Muhamar Qaddafi se hizo notar públicamente el 1 de septiembre de 1969 cuando, junto con otros oficiales libios y contando apenas 27 años de edad, derrocó a la monarquía del Rey Idris al-Sanusi, mientras éste vacacionaba en Turquía. El gobierno fue desbandado, la constitución fue anulada y una nueva república, proclamada. Desde el primer día, el nuevo líder libio prometió una nueva era, tal como quedó contenido en el primer documento emitido el día del golpe: en la República Árabe Libia “nadie será aterrorizado, nadie engañado, nadie oprimido, no patrones, no sirvientes, sino hermanos libres”. Unas pocas semanas más tarde, Qaddafi proclamó la autoridad del pueblo al decir que “la revolución es una revolución popular… El pueblo es el maestro, el pueblo es el pionero, el pueblo inspiró a las fuerzas armadas… y el pueblo es el gobernante… el ´rey de reyes´”.

Pero no todos estaban convencidos. De hecho, tan sólo dos meses después del golpe, ministros del nuevo gabinete intentaron destituirlo. En respuesta, el Coronel aprobó la Ley para la Protección de la Revolución según la cual hacer campaña contra el estado era una ofensa criminal, tal como incitar al odio, esparcir falsedades o manifestarse y hacer huelgas. “La ejecución es el destino de cualquiera que forme un partido político” advirtió Qaddafi desde Trípoli. De por cierto que hubo ahorcamientos públicos de opositores y otras formas de opresión. Asumió los roles de primer ministro y ministro de defensa y se rodeó de asociados de confianza y familiares. Los británicos intentaron derrocarlo por medio de mercenarios belgas y franceses, pero el plan fracasó cuando agentes yugoslavos lo desbarataron. A lo largo de los años, Qaddafi sobrevivió al menos ocho intentos serios de golpe de estado y varios complots de asesinato.

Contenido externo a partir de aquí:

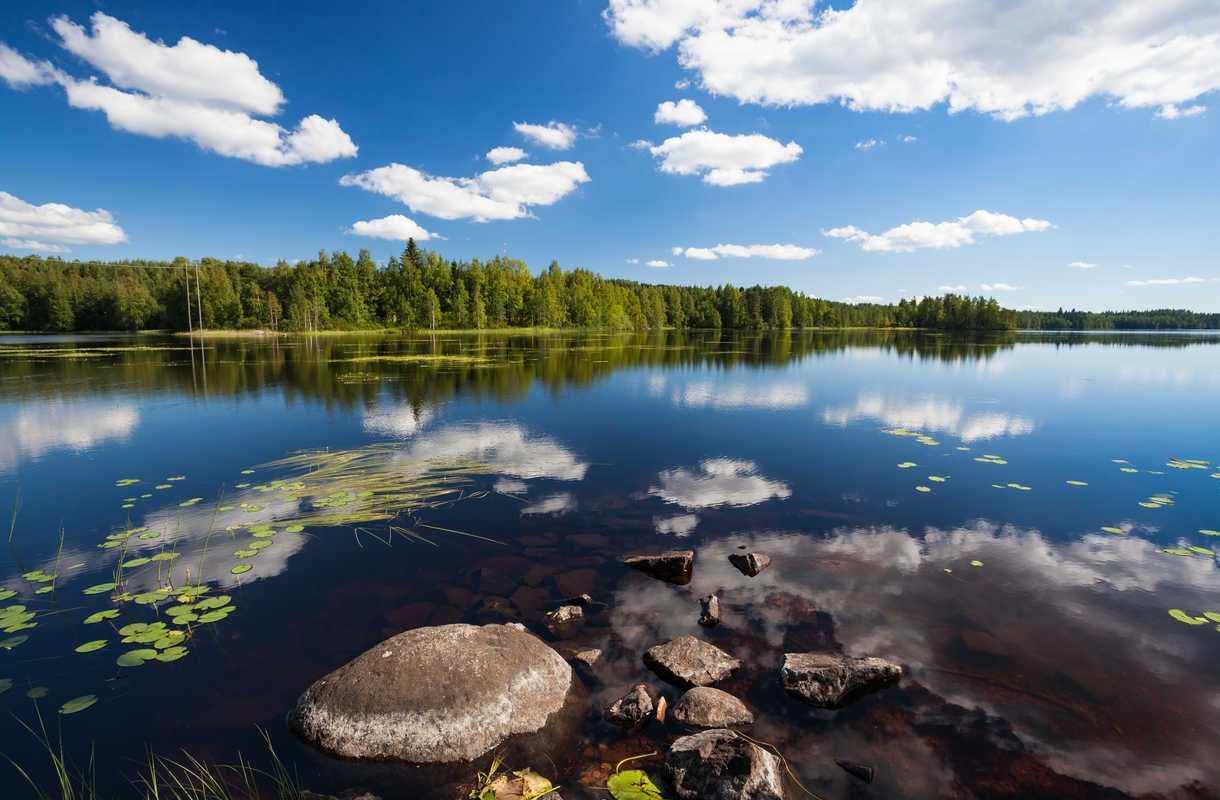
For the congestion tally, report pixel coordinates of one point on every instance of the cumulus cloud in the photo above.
(776, 251)
(722, 160)
(53, 225)
(506, 193)
(188, 90)
(1169, 282)
(556, 135)
(682, 114)
(1175, 112)
(717, 482)
(930, 414)
(394, 227)
(505, 155)
(994, 56)
(954, 233)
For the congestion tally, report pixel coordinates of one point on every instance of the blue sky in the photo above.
(1082, 134)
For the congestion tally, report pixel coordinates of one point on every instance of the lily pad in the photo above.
(78, 704)
(92, 646)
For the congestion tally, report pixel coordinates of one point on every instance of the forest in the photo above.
(422, 290)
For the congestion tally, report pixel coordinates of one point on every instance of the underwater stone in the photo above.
(441, 694)
(827, 679)
(674, 565)
(750, 564)
(708, 707)
(691, 662)
(720, 765)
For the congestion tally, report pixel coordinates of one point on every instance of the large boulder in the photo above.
(720, 765)
(828, 679)
(675, 566)
(687, 661)
(708, 707)
(441, 694)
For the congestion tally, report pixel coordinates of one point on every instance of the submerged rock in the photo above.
(674, 565)
(827, 679)
(708, 707)
(709, 617)
(720, 765)
(441, 694)
(750, 564)
(691, 662)
(633, 709)
(855, 770)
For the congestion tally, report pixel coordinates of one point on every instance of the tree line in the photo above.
(422, 290)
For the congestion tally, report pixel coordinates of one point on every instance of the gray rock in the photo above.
(750, 564)
(708, 707)
(441, 694)
(691, 662)
(633, 709)
(719, 765)
(709, 617)
(674, 565)
(827, 679)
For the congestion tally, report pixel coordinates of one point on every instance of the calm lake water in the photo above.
(1031, 614)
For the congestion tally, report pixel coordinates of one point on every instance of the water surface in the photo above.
(1026, 592)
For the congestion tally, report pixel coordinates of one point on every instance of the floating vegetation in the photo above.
(1181, 616)
(78, 704)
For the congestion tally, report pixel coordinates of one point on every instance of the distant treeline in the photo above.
(422, 290)
(1155, 320)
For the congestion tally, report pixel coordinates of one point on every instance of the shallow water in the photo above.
(1049, 670)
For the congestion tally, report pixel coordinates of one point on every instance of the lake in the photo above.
(1011, 520)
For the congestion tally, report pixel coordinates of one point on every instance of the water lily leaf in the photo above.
(633, 784)
(78, 704)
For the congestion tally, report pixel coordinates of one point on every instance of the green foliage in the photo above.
(422, 290)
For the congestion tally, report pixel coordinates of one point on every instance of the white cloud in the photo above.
(1169, 282)
(1171, 111)
(930, 414)
(53, 225)
(683, 114)
(20, 72)
(1008, 59)
(717, 482)
(506, 193)
(555, 135)
(724, 160)
(678, 526)
(189, 90)
(954, 233)
(776, 251)
(505, 155)
(394, 227)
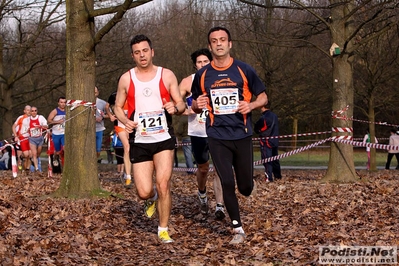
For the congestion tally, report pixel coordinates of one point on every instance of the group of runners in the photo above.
(28, 131)
(219, 104)
(219, 99)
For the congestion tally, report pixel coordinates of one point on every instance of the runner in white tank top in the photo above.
(152, 95)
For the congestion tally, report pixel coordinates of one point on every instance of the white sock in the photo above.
(155, 196)
(162, 229)
(239, 230)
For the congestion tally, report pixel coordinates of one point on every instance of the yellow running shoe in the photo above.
(128, 183)
(150, 207)
(164, 237)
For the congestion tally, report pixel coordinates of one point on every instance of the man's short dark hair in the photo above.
(140, 38)
(199, 52)
(217, 29)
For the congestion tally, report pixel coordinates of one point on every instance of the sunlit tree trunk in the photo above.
(80, 177)
(371, 115)
(341, 167)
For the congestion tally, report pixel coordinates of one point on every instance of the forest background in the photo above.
(290, 56)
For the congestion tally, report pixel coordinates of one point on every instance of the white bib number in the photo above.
(35, 132)
(224, 101)
(201, 117)
(151, 123)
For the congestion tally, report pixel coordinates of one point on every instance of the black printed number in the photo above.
(152, 122)
(224, 100)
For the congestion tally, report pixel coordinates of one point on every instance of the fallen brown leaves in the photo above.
(285, 222)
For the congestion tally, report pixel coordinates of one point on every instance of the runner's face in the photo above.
(34, 112)
(142, 54)
(219, 43)
(62, 103)
(27, 111)
(202, 61)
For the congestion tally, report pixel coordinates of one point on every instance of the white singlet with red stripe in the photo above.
(149, 113)
(196, 123)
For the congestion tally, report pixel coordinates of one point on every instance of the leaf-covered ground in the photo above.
(285, 222)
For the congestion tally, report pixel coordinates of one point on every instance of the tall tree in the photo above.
(80, 178)
(25, 27)
(345, 22)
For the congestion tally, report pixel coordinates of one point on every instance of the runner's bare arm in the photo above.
(177, 106)
(121, 95)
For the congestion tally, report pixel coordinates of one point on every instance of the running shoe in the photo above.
(219, 212)
(164, 237)
(238, 239)
(150, 207)
(128, 183)
(203, 200)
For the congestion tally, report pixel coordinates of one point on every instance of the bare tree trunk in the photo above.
(341, 167)
(371, 116)
(80, 175)
(295, 132)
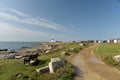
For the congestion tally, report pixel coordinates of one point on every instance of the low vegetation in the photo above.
(14, 69)
(106, 52)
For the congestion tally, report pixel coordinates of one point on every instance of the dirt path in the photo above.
(88, 67)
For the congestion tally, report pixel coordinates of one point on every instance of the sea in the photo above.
(15, 45)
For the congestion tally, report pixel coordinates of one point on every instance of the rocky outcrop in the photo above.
(55, 63)
(43, 69)
(117, 58)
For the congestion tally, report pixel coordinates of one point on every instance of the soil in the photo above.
(88, 67)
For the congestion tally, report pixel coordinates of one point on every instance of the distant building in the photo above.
(52, 39)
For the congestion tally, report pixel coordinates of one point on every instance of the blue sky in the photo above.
(38, 20)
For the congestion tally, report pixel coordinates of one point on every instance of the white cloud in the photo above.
(18, 16)
(10, 32)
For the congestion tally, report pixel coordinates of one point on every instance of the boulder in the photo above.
(42, 70)
(47, 51)
(55, 63)
(11, 56)
(117, 58)
(81, 44)
(71, 49)
(18, 57)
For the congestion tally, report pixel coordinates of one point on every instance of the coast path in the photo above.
(88, 67)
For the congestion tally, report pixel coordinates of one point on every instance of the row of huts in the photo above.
(116, 40)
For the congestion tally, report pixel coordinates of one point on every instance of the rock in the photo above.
(117, 58)
(42, 70)
(81, 44)
(55, 63)
(71, 49)
(3, 49)
(18, 57)
(47, 51)
(19, 75)
(11, 56)
(63, 53)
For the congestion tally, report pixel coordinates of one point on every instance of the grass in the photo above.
(10, 68)
(106, 51)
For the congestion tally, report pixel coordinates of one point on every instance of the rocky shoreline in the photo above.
(23, 51)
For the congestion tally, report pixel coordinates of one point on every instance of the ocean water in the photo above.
(15, 45)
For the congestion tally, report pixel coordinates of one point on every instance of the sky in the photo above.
(65, 20)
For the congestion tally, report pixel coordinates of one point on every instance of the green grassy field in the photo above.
(10, 68)
(106, 52)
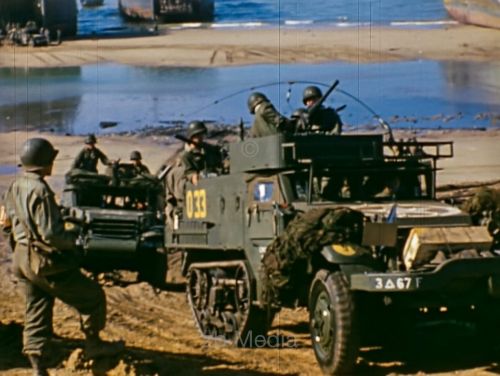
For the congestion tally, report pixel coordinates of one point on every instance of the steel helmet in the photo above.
(37, 153)
(90, 139)
(135, 156)
(196, 128)
(311, 92)
(254, 100)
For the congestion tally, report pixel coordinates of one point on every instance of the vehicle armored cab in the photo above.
(347, 226)
(121, 215)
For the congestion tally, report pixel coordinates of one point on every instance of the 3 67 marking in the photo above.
(196, 204)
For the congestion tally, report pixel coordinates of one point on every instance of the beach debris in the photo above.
(107, 124)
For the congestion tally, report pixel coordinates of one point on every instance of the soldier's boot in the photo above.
(95, 347)
(39, 368)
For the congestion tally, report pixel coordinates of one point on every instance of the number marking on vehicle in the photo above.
(396, 283)
(196, 204)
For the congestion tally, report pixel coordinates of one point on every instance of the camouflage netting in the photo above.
(484, 209)
(287, 257)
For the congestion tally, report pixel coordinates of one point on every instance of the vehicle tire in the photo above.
(154, 269)
(333, 324)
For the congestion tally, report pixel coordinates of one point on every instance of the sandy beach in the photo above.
(477, 156)
(210, 48)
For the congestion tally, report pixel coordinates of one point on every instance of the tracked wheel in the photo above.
(222, 301)
(333, 323)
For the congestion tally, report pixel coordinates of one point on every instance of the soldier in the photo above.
(323, 119)
(45, 260)
(199, 157)
(89, 156)
(267, 119)
(139, 167)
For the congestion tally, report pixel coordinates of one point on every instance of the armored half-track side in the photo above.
(122, 221)
(347, 226)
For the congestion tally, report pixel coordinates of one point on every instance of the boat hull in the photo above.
(168, 10)
(50, 14)
(476, 12)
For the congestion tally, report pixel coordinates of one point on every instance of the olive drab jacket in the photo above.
(206, 158)
(326, 119)
(140, 169)
(36, 219)
(87, 159)
(267, 121)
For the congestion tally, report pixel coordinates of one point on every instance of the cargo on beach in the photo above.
(54, 15)
(168, 10)
(476, 12)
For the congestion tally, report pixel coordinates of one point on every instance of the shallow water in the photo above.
(422, 94)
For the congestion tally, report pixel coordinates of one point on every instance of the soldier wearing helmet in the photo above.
(139, 167)
(89, 156)
(321, 119)
(45, 260)
(267, 120)
(198, 158)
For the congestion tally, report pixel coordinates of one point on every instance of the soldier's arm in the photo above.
(272, 116)
(103, 158)
(337, 123)
(50, 224)
(78, 160)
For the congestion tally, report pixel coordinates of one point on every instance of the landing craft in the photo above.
(168, 10)
(476, 12)
(91, 3)
(53, 15)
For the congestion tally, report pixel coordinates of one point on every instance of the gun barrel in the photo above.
(318, 104)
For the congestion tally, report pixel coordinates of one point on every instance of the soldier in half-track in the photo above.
(342, 226)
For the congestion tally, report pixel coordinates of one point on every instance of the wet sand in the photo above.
(477, 156)
(209, 47)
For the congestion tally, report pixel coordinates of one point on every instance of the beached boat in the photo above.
(476, 12)
(53, 15)
(91, 3)
(168, 10)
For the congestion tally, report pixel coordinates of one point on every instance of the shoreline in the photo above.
(476, 155)
(223, 47)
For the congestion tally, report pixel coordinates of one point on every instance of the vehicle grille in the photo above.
(116, 229)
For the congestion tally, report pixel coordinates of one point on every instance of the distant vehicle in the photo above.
(475, 12)
(91, 3)
(57, 16)
(168, 10)
(122, 221)
(390, 257)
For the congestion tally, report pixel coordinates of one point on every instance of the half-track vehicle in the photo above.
(121, 217)
(347, 226)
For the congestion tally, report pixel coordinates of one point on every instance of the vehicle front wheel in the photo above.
(154, 269)
(333, 323)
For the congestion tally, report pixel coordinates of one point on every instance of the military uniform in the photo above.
(87, 159)
(204, 159)
(46, 264)
(267, 121)
(326, 119)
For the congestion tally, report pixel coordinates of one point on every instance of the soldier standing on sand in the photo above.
(139, 167)
(89, 156)
(45, 260)
(323, 119)
(198, 158)
(267, 120)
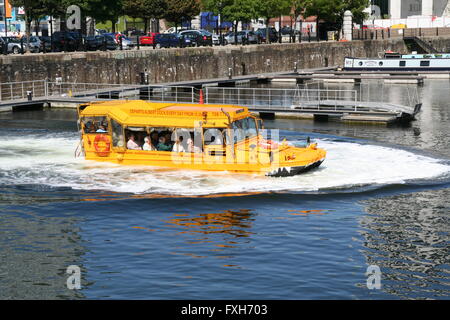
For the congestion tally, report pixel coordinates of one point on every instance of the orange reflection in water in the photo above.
(223, 232)
(307, 212)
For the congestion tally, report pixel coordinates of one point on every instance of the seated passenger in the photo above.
(178, 146)
(169, 142)
(154, 138)
(131, 144)
(192, 148)
(101, 129)
(162, 145)
(148, 145)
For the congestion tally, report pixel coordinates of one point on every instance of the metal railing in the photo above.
(20, 90)
(13, 91)
(358, 98)
(279, 99)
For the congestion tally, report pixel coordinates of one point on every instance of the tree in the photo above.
(268, 9)
(34, 10)
(332, 11)
(145, 9)
(297, 8)
(179, 10)
(106, 10)
(240, 11)
(217, 7)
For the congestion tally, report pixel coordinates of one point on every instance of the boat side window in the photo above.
(117, 134)
(135, 137)
(244, 129)
(213, 137)
(95, 124)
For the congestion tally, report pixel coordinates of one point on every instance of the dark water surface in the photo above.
(381, 198)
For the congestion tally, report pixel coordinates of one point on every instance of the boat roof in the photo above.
(144, 113)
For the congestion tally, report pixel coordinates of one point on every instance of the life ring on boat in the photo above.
(102, 149)
(268, 144)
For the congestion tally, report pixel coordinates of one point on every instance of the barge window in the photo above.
(95, 124)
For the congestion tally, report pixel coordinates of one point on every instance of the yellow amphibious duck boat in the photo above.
(188, 136)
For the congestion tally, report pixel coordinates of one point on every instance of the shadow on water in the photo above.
(407, 236)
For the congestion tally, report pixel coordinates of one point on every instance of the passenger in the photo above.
(131, 144)
(101, 129)
(148, 145)
(154, 138)
(162, 145)
(192, 148)
(169, 142)
(178, 146)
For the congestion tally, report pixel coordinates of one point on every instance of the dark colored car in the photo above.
(148, 40)
(2, 45)
(198, 37)
(45, 42)
(66, 41)
(262, 33)
(100, 42)
(172, 40)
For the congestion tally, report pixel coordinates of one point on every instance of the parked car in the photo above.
(262, 33)
(2, 45)
(66, 40)
(247, 36)
(174, 30)
(35, 44)
(198, 37)
(14, 45)
(148, 40)
(101, 42)
(127, 43)
(216, 39)
(172, 40)
(45, 42)
(242, 37)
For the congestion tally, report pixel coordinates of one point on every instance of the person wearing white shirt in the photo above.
(132, 145)
(148, 146)
(178, 146)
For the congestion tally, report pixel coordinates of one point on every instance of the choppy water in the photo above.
(379, 199)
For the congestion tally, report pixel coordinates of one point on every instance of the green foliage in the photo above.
(145, 9)
(241, 10)
(332, 11)
(179, 10)
(273, 8)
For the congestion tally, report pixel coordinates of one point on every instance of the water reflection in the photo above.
(224, 233)
(35, 252)
(407, 236)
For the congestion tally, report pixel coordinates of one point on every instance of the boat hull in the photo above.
(293, 171)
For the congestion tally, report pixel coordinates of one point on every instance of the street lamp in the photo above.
(6, 18)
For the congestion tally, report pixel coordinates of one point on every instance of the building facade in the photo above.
(402, 9)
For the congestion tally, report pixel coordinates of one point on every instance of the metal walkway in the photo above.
(303, 99)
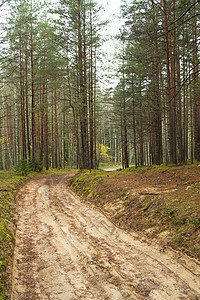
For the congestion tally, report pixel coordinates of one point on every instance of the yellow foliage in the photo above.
(104, 156)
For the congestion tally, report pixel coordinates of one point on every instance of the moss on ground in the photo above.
(149, 200)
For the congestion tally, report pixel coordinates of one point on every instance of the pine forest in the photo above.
(55, 111)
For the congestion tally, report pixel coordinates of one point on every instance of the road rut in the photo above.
(66, 249)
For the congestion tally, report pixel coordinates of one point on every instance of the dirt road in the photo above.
(68, 250)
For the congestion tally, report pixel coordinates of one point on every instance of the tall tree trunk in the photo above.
(33, 100)
(157, 123)
(171, 120)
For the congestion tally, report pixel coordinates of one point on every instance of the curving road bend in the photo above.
(67, 250)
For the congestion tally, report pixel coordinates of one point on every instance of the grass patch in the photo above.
(165, 199)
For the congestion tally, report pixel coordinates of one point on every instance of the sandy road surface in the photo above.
(68, 250)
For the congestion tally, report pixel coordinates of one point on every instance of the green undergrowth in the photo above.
(9, 182)
(158, 201)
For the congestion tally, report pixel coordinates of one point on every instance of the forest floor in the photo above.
(67, 249)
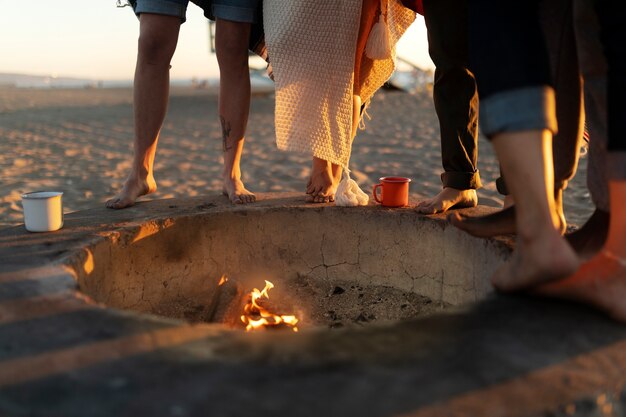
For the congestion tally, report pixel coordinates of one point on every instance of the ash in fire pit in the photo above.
(314, 303)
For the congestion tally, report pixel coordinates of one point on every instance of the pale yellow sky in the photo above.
(94, 39)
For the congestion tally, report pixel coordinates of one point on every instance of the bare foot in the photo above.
(132, 190)
(588, 240)
(536, 260)
(236, 191)
(323, 181)
(447, 199)
(499, 223)
(600, 282)
(508, 201)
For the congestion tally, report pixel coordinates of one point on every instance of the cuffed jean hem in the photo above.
(501, 186)
(616, 165)
(461, 180)
(529, 108)
(168, 8)
(234, 13)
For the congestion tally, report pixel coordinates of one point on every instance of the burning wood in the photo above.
(257, 317)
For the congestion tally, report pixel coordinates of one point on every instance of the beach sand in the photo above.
(79, 141)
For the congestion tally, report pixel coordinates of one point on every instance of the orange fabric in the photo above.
(362, 64)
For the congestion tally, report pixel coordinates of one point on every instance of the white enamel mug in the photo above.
(43, 211)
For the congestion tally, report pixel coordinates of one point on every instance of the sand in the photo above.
(79, 141)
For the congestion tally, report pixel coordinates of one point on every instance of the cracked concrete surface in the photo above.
(64, 353)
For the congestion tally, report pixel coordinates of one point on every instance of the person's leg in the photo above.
(541, 254)
(588, 240)
(456, 103)
(601, 281)
(231, 46)
(157, 42)
(557, 22)
(325, 177)
(518, 114)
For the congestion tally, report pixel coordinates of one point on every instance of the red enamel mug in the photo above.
(394, 191)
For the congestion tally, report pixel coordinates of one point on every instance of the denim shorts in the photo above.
(245, 11)
(236, 10)
(177, 8)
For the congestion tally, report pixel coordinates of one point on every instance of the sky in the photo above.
(94, 39)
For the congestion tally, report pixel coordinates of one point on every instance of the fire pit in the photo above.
(330, 267)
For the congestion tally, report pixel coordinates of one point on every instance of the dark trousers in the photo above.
(455, 95)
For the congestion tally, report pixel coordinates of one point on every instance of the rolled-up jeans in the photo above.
(557, 23)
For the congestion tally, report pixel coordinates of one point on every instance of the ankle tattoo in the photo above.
(225, 134)
(614, 257)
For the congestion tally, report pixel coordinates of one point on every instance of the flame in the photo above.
(257, 317)
(222, 280)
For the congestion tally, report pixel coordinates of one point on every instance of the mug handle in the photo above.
(375, 193)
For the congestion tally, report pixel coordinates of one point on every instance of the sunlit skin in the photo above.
(325, 177)
(158, 35)
(541, 253)
(447, 199)
(589, 239)
(503, 222)
(231, 47)
(157, 43)
(601, 281)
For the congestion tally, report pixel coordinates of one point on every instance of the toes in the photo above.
(426, 209)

En los años siguientes, Qaddafi implementó una campaña de arabización e islamización de la sociedad para erradicar toda influencia occidental. Prohibió la enseñanza escolar en cualquier idioma que no fuera el árabe. Removió los carteles callejeros de signos latinos, vedó el consumo de bebidas alcohólicas, cerró teatros y salas de conciertos, clausuró las bases militares de Estados Unidos y Gran Bretaña, nacionalizó los bancos extranjeros y se apropió de la comercialización del petróleo. Transformó a la catedral de Trípoli en una mezquita y a la catedral de Benghazi en los cuarteles centrales del Gremio Socialista Árabe. Hizo derribar una antiquísima estatua romana de Septimus Severus y otros tesoros culturales. También expulsó a las comunidades judías e italianas y confiscó sus propiedades. En un acto especialmente humillante, obligó a los italianos a desenterrar a sus muertos y llevárselos del país, y se aseguró de emitir el macabro espectáculo por televisión.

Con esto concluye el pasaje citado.